Info Sukabumi

Pangkas Rantai Distribusi, Sekda Ade Suryaman Tegaskan Pasar Induk Jubleg Strategis Serap Hasil Agribisnis Daerah

SUKABUMI – Pemerintah Kabupaten Sukabumi terus mematangkan rencana besar pembangunan Pasar Jubleg menjadi pasar induk daerah. Kehadiran pusat perniagaan ini dinilai sangat krusial untuk menyerap potensi perputaran hasil agribisnis yang melimpah dari 47 kecamatan dan 381 desa di seluruh wilayah Kabupaten Sukabumi.

Langkah strategis tersebut dibahas secara mendalam dalam Rapat Koordinasi Perubahan Berita Acara Justifikasi Teknis Pembangunan Pasar Jubleg.

Dalam revisi justifikasi teknis ini, Pasar Induk Jubleg dirancang dengan total luas bangunan mencapai 6.700 meter persegi.
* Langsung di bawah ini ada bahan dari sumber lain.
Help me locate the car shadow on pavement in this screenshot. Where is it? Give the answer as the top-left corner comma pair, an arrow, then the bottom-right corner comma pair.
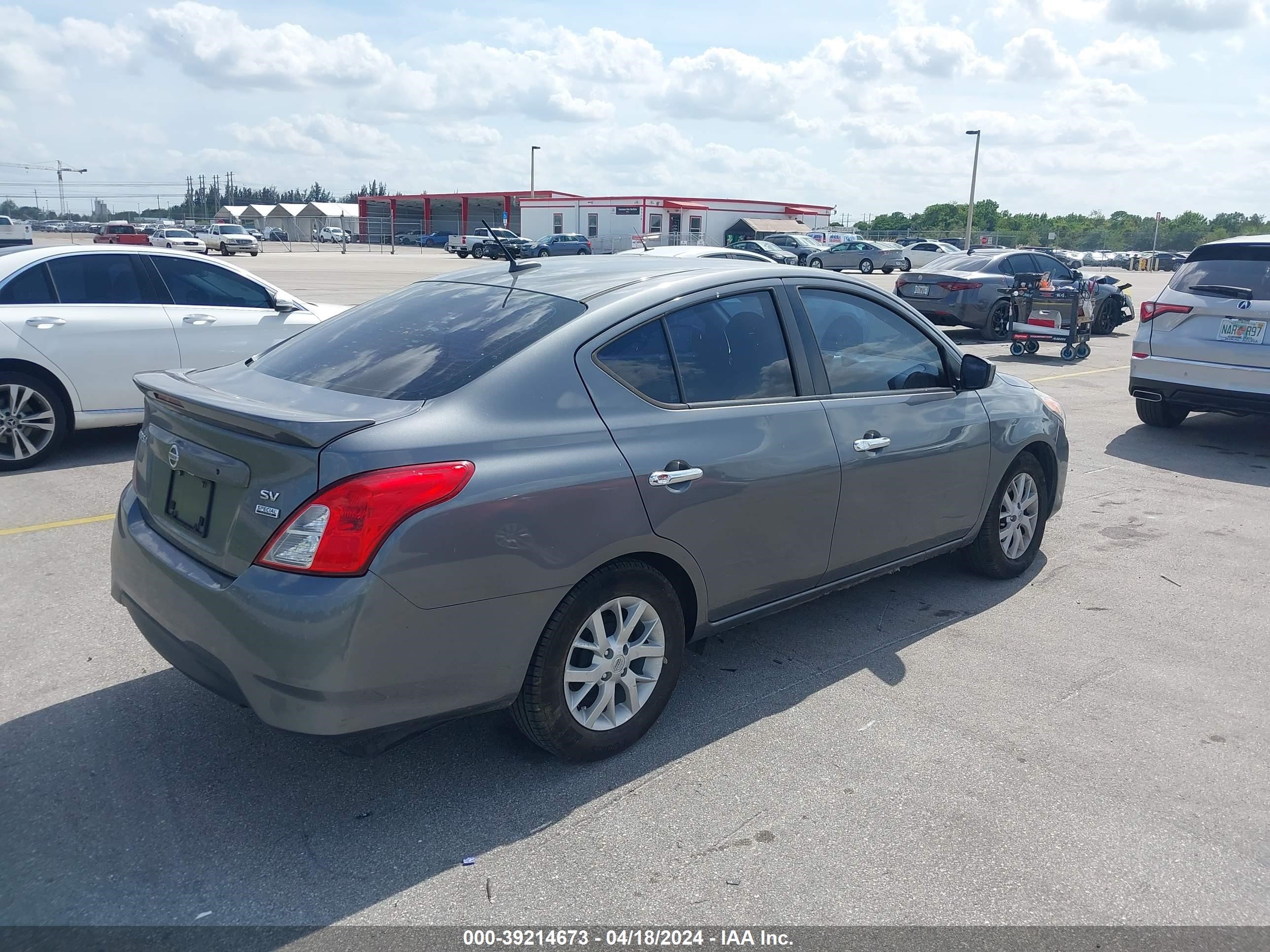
0,427 -> 137,476
0,556 -> 1044,928
1106,414 -> 1270,486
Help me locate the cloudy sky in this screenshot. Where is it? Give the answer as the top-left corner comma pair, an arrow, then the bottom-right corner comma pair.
0,0 -> 1270,218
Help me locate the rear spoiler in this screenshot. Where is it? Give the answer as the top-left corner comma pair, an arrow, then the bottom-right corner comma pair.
132,366 -> 422,449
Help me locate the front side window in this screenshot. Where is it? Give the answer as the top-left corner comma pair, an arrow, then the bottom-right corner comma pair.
799,288 -> 949,394
150,255 -> 273,308
251,280 -> 587,401
596,313 -> 683,404
48,254 -> 151,305
666,291 -> 795,404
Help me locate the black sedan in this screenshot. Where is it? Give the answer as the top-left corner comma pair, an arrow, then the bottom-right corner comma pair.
728,240 -> 798,264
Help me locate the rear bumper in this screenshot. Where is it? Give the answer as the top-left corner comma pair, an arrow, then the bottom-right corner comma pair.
1129,357 -> 1270,414
110,486 -> 564,735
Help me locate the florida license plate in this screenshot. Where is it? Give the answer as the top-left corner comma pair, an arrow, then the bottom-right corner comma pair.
1217,317 -> 1266,344
164,470 -> 216,538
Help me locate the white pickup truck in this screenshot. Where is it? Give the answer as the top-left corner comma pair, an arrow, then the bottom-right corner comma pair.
446,229 -> 518,258
0,214 -> 32,247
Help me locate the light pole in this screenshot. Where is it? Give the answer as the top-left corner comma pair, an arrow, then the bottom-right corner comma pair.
965,130 -> 979,251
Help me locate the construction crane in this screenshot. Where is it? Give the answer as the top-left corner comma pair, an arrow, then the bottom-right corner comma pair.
0,159 -> 88,218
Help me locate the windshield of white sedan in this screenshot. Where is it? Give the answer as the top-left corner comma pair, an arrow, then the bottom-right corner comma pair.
251,280 -> 587,400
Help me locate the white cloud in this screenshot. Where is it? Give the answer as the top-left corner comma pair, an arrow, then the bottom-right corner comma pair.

Fasilitas ini diproyeksikan mampu menampung 266 pedagang, yang terbagi rata ke dalam 133 unit kios dan 133 unit meja atau los.

Rapat yang digelar bersama Kementerian Perdagangan RI dan instansi terkait ini dibuka langsung oleh Sekretaris Daerah (Sekda) Kabupaten Sukabumi, H. Ade Suryaman, secara virtual dari Pendopo Sukabumi pada Jumat (18/9).

Dalam arahannya, Sekda Ade Suryaman menekankan bahwa selama ini hasil bumi dari Kabupaten Sukabumi lebih banyak dikirim ke pasar induk di luar daerah, seperti Jakarta dan Bandung. Kondisi tersebut dinilai kurang efisien bagi para petani lokal.

indihome sukabumi

“Apabila dibangun di Pasar Jubleg yang posisinya sangat strategis dan berbatasan langsung dengan wilayah kota serta Cianjur, kita berharap hasil panen petani tidak perlu lagi dikirim terlalu jauh. Semuanya bisa ditampung langsung di sini,” tegasnya.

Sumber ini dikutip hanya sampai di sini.